“The Three Musketeers.”
Silent film fest honors another era.
Now hear this (or don’t!). Are you tired of big-budget blockbusters that beat you into submission with loud noises and constant chatter, all sound and fury but in the end, they signify nothing? The San Francisco Silent Film Festival celebrates the days before cacophonous movie explosions and blaring soundtracks with screenings of classic pre-talkies like Body and Soul, The Three Musketeers, and Harold Lloyd’s The Freshman (though not the one with the Komodo dragon).

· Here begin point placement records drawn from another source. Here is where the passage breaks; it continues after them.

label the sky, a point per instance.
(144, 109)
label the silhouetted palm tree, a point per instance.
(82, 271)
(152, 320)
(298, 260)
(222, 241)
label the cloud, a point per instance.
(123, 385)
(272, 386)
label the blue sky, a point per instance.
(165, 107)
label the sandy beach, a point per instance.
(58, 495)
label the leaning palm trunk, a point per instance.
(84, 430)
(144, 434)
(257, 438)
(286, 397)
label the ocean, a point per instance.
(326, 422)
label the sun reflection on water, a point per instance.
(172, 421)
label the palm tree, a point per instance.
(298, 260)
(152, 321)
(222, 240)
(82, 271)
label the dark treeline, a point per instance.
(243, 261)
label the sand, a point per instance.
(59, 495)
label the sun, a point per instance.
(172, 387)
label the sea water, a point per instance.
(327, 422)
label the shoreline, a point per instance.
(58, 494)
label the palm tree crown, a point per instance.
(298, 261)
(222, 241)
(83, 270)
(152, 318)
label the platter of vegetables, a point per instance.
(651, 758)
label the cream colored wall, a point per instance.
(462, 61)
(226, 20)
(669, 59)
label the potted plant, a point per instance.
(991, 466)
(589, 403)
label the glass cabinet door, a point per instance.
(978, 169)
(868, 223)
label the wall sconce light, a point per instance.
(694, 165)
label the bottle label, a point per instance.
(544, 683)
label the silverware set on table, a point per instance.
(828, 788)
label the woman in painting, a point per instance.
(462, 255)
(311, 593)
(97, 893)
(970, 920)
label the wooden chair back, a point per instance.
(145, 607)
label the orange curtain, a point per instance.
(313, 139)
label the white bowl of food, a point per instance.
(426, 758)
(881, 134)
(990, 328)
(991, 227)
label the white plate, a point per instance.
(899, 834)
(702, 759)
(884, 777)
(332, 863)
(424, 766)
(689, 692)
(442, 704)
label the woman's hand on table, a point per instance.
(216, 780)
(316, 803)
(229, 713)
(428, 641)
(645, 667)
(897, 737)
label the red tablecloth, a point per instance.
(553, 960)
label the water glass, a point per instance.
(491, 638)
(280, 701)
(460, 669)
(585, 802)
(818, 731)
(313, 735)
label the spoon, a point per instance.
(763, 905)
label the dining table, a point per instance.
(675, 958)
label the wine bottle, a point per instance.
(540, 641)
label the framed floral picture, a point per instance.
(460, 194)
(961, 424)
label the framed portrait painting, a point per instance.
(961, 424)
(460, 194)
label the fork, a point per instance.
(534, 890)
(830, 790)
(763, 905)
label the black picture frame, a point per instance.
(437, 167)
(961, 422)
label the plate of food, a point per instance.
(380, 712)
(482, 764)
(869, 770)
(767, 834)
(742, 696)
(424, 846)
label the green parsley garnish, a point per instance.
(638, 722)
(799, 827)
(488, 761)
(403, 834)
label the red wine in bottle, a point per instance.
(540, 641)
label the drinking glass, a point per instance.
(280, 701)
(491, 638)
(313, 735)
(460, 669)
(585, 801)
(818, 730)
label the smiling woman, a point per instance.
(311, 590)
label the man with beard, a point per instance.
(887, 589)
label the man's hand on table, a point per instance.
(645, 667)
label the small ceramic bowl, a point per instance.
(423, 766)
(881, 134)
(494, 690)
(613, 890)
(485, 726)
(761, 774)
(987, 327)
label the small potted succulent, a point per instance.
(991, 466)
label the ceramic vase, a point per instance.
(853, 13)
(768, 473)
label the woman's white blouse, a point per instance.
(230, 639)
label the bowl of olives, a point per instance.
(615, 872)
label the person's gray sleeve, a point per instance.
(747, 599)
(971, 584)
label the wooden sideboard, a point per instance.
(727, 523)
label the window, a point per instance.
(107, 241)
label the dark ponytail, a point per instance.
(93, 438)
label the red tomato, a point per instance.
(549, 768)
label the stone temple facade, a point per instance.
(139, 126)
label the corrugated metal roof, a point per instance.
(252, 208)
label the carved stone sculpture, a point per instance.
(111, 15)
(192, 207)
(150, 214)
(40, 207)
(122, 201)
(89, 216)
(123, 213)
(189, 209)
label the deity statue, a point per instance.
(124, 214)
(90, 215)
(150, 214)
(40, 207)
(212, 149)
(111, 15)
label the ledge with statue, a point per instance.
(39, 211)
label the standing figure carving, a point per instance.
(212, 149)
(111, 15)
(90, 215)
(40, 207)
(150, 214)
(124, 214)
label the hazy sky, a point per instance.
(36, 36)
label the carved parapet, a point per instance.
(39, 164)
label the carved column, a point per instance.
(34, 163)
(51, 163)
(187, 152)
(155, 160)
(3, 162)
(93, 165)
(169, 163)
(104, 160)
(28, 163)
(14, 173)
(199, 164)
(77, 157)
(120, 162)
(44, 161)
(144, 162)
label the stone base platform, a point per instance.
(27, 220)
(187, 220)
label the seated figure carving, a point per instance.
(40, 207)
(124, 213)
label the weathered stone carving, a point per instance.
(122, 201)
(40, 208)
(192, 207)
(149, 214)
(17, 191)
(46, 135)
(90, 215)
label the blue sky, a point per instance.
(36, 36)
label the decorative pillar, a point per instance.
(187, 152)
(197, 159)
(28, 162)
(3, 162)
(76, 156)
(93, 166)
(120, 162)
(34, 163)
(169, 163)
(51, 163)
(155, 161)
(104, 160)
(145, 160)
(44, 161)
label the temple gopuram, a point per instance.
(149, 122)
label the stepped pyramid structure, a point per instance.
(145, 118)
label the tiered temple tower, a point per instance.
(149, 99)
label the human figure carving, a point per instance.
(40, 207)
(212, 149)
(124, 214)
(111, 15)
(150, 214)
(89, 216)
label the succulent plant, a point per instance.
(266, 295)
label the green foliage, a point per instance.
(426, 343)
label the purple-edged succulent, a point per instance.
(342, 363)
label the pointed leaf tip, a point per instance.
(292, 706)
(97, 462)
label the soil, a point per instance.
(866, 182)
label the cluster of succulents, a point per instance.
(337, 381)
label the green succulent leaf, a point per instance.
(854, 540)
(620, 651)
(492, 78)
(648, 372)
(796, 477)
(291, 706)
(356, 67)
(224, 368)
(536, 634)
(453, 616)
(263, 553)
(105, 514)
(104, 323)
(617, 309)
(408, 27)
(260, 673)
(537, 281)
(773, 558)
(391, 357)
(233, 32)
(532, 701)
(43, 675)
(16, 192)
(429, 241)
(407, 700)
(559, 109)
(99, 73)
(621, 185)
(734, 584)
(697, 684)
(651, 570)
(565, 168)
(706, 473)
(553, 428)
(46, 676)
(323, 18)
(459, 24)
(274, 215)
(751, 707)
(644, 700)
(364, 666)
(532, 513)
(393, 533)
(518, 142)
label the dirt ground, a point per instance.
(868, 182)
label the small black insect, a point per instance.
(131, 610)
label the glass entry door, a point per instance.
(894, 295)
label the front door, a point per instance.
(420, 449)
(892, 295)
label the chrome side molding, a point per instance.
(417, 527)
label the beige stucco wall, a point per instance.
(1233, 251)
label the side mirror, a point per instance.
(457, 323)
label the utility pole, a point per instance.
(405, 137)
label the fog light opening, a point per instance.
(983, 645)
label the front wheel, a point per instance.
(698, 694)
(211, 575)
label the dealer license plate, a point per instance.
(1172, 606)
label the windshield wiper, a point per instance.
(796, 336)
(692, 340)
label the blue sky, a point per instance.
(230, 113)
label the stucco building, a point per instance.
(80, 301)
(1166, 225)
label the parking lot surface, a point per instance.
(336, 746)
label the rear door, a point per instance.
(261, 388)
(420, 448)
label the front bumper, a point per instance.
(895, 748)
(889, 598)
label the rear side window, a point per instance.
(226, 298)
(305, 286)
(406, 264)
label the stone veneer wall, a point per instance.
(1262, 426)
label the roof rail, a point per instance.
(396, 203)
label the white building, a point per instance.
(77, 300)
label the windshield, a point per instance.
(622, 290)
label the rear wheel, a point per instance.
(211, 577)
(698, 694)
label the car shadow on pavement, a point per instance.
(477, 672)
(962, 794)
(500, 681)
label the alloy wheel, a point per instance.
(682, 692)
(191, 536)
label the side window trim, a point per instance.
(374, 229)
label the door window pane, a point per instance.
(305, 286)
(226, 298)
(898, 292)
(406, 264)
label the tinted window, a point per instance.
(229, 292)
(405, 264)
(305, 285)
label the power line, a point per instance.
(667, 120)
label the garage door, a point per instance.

After an opening night party on the top-floor loft of the historic McRoskey Mattress Company building at 1687 Market St., all screenings will be held at San Francisco’s Castro Theatre. Sci-fi fans will especially thrill to see The Lost World, an early adaptation of the Arthur Conan Doyle book about adventurers exploring a prehistoric jungle full of stop-motion dinosaurs created by special effects pioneer Willis O’Brien.
Most exciting this year will be the world premiere of Silence, a rediscovered Cecil B. DeMille production thought lost. In 1926, the Motion Picture News proclaimed Silence to be “a mighty drama that held the New York audiences spellbound.” Let’s see if it holds up.
June 1-4, screening times vary, $15-$25 per film. Castro Theatre, 429 Castro St., San Francisco, SilentFilm.org.
Published online on May 25, 2017 at 8:00 a.m.